Pulse counter performance limit

All ESP8266 boards running MicroPython.
Official boards are the Adafruit Huzzah and Feather boards.
Target audience: MicroPython users with an ESP8266 board.
Post Reply
pipp
Posts: 4
Joined: Thu Jan 28, 2021 8:29 am

Pulse counter performance limit

Post by pipp » Sun Jan 30, 2022 12:28 pm

Hi, fellow pythonistas,

I'm prototyping a mains frequency counter and I decided to use DS3231 RTC for timekeeping. It has a 32768 Hz square wave output, which means I just have to count the pulses to keep time. Sounds simple, but I think I'm hitting the limits of uPy here, which suprised me. I tried the following demo code:

Code: Select all

import time
from machine import Pin, freq
freq(160000000)

clock_pin = Pin(4, Pin.IN, pull=Pin.PULL_UP)
clock_ticks = 0

def clock_cb(p):
    global clock_ticks
    clock_ticks = clock_ticks + 1
clock_pin.irq(trigger=Pin.IRQ_FALLING, handler=clock_cb)

while True:
    clock_ticks = 0
    time.sleep(1)
    print(clock_ticks)
I know time.sleep() is not good for timekeeping and probably I shouldn't expect spot on results, however, I consistently get results about 23900 pulses in a second. I replicated the same code in Arduino IDE and got incredible results, most of the counts were precisely 32768, so this is not a hardware issue.

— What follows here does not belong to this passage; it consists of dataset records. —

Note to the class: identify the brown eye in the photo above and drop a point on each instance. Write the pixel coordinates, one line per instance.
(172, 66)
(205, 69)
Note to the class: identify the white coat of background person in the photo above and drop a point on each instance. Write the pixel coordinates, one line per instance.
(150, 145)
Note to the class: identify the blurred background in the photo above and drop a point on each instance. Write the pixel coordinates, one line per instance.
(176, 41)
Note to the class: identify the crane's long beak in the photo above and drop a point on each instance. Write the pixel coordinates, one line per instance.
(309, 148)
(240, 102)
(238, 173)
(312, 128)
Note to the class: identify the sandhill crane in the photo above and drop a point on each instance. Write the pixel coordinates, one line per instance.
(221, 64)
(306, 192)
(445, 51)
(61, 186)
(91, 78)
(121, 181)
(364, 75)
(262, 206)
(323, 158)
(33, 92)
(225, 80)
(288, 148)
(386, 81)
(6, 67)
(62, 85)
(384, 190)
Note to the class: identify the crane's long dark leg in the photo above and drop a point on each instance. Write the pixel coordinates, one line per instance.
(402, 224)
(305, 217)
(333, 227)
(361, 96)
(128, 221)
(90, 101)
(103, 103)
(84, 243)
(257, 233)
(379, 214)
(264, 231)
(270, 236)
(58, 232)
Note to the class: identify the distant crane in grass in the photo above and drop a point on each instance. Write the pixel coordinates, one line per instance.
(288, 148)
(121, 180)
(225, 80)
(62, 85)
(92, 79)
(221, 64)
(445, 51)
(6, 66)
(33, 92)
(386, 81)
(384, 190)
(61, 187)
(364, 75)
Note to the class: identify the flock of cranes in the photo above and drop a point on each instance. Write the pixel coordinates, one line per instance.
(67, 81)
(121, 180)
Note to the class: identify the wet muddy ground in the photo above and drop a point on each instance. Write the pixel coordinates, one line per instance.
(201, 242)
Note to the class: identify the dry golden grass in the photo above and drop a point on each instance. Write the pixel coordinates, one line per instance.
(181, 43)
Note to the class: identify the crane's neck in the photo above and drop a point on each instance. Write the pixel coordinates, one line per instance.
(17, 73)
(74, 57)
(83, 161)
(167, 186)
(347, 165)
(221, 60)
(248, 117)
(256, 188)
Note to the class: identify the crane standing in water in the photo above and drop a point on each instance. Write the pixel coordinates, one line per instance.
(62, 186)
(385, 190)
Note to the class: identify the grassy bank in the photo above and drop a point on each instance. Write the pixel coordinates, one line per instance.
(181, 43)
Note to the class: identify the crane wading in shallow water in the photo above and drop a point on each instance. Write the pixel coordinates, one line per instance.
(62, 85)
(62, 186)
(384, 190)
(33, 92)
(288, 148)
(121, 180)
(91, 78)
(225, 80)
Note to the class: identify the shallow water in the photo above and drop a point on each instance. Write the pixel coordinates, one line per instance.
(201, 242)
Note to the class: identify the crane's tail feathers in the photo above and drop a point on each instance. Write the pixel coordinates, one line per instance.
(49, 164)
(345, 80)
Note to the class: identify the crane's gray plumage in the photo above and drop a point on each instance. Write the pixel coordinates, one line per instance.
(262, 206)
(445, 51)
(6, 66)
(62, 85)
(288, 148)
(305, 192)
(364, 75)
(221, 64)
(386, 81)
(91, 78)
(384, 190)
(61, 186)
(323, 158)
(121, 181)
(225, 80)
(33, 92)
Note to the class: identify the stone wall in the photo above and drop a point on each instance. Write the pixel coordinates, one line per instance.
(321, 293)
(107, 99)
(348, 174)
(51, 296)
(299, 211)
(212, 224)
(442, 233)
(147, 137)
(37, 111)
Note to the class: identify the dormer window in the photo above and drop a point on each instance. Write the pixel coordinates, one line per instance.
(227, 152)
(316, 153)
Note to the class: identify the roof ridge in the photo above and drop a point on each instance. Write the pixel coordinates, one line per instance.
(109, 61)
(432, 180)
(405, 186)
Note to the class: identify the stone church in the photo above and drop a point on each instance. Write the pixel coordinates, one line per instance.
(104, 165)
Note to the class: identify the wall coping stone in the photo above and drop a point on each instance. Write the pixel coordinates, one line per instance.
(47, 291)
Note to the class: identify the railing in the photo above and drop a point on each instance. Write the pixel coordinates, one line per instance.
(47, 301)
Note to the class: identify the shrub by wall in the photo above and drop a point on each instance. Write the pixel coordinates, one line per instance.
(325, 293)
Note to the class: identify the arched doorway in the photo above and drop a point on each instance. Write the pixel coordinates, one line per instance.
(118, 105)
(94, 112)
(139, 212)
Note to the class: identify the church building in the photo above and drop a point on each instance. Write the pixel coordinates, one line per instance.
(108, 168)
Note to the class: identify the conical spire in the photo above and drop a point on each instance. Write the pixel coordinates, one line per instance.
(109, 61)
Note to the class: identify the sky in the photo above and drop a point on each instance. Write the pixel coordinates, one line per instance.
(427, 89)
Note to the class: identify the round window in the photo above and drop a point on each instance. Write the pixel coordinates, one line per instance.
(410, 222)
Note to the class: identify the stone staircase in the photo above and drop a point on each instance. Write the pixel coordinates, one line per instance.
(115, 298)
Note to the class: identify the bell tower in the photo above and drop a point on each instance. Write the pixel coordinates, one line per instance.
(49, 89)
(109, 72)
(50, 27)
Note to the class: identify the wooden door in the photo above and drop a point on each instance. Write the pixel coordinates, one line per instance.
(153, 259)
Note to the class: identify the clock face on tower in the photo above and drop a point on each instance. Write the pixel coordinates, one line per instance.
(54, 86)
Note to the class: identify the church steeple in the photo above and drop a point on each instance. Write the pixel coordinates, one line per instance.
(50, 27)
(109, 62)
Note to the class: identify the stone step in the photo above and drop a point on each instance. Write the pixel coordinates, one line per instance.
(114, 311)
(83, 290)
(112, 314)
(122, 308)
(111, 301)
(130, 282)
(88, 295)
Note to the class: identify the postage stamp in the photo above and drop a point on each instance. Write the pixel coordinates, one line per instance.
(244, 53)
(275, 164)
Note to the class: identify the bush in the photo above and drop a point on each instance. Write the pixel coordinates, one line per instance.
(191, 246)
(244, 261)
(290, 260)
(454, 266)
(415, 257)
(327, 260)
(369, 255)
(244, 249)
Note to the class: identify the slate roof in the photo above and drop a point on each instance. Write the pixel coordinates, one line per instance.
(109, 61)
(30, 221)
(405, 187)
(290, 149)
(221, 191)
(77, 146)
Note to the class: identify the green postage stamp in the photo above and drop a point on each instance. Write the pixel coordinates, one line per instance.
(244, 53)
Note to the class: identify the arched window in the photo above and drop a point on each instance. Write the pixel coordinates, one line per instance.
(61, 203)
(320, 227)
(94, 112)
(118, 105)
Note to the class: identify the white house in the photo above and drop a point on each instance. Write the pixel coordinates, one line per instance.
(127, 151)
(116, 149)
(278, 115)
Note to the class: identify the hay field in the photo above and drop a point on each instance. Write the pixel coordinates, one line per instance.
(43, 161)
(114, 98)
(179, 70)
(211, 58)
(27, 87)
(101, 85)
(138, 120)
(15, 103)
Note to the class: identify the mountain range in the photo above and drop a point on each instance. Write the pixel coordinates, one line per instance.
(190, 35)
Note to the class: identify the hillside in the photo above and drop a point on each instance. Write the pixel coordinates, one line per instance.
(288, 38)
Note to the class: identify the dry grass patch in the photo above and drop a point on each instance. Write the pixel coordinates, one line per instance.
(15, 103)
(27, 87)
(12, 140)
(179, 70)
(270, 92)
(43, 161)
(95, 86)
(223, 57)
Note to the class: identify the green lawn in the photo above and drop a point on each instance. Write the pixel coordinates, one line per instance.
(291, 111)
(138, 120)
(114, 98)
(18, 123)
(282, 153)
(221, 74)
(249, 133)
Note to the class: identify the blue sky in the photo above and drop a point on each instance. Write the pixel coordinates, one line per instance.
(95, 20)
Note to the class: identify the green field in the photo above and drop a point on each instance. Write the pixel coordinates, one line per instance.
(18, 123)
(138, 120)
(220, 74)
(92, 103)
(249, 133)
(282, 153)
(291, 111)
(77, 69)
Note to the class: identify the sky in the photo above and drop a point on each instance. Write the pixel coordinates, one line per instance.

I tried decorating it with @micropython.native, which did speed it up to about 27200 pulses detected. Is there a way of further optimizing the interrupt callback function?

User avatar
Roberthh
Posts: 3667
Joined: Sat May 09, 2015 4:13 pm
Location: Rhineland, Europe

Re: Pulse counter performance limit

Post by Roberthh » Sun Jan 30, 2022 12:49 pm

You could try the viper decorator instead of the native. But that may complain about type mixes.
Yes, a python callback will never be precise. But the internal time of the ESP8266 is crystal controlled and usually pretty precise. Not as precise as a good clock crystal, but at least in the range of ~20 * 10**-6.
You can also program the DS3231 to generate lower frequency pulses at the SQW output. You can select between 1, 1024, 4096 and 8192 Hz.

pipp
Posts: 4
Joined: Thu Jan 28, 2021 8:29 am

Re: Pulse counter performance limit

Post by pipp » Mon Jan 31, 2022 2:50 pm

Thank you, Robert,
Roberthh wrote:
Sun Jan 30, 2022 12:49 pm
You could try the viper decorator instead of the native. But that may complain about type mixes.
That is precisely what happens!

Code: Select all

ViperTypeError: can't do binary op between 'object' and 'int'
(in incrementing clock_ticks by one)
Roberthh wrote:
Sun Jan 30, 2022 12:49 pm
But the internal time of the ESP8266 is crystal controlled and usually pretty precise.
I read that RTC on ESP8266 was unreliable, and I thought this means that all timing related stuff was bad. But you must be right, since I got such nice results with Arduino tests. I will not overcomplicate things and simply use the time module.

Thanks a lot!
Best,
Peter

rkompass
Posts: 66
Joined: Fri Sep 17, 2021 8:25 pm

Re: Pulse counter performance limit

Post by rkompass » Mon Jan 31, 2022 6:11 pm

Hello Peter,
you could try the following viper counting function:

Code: Select all

# have a fast counter using a global variable with micropython.viper

gv = b'\x00\x00\x00\x00'

@micropython.viper
def count32():
    global gv
    p = ptr32(gv)
    p[0] += 1


print('Before: ', int.from_bytes(gv, 'little'))

count32()
count32()
count32()

print('After: ', int.from_bytes(gv, 'little'))
Also have a look at https://github.com/micropython/micropython/issues/8086.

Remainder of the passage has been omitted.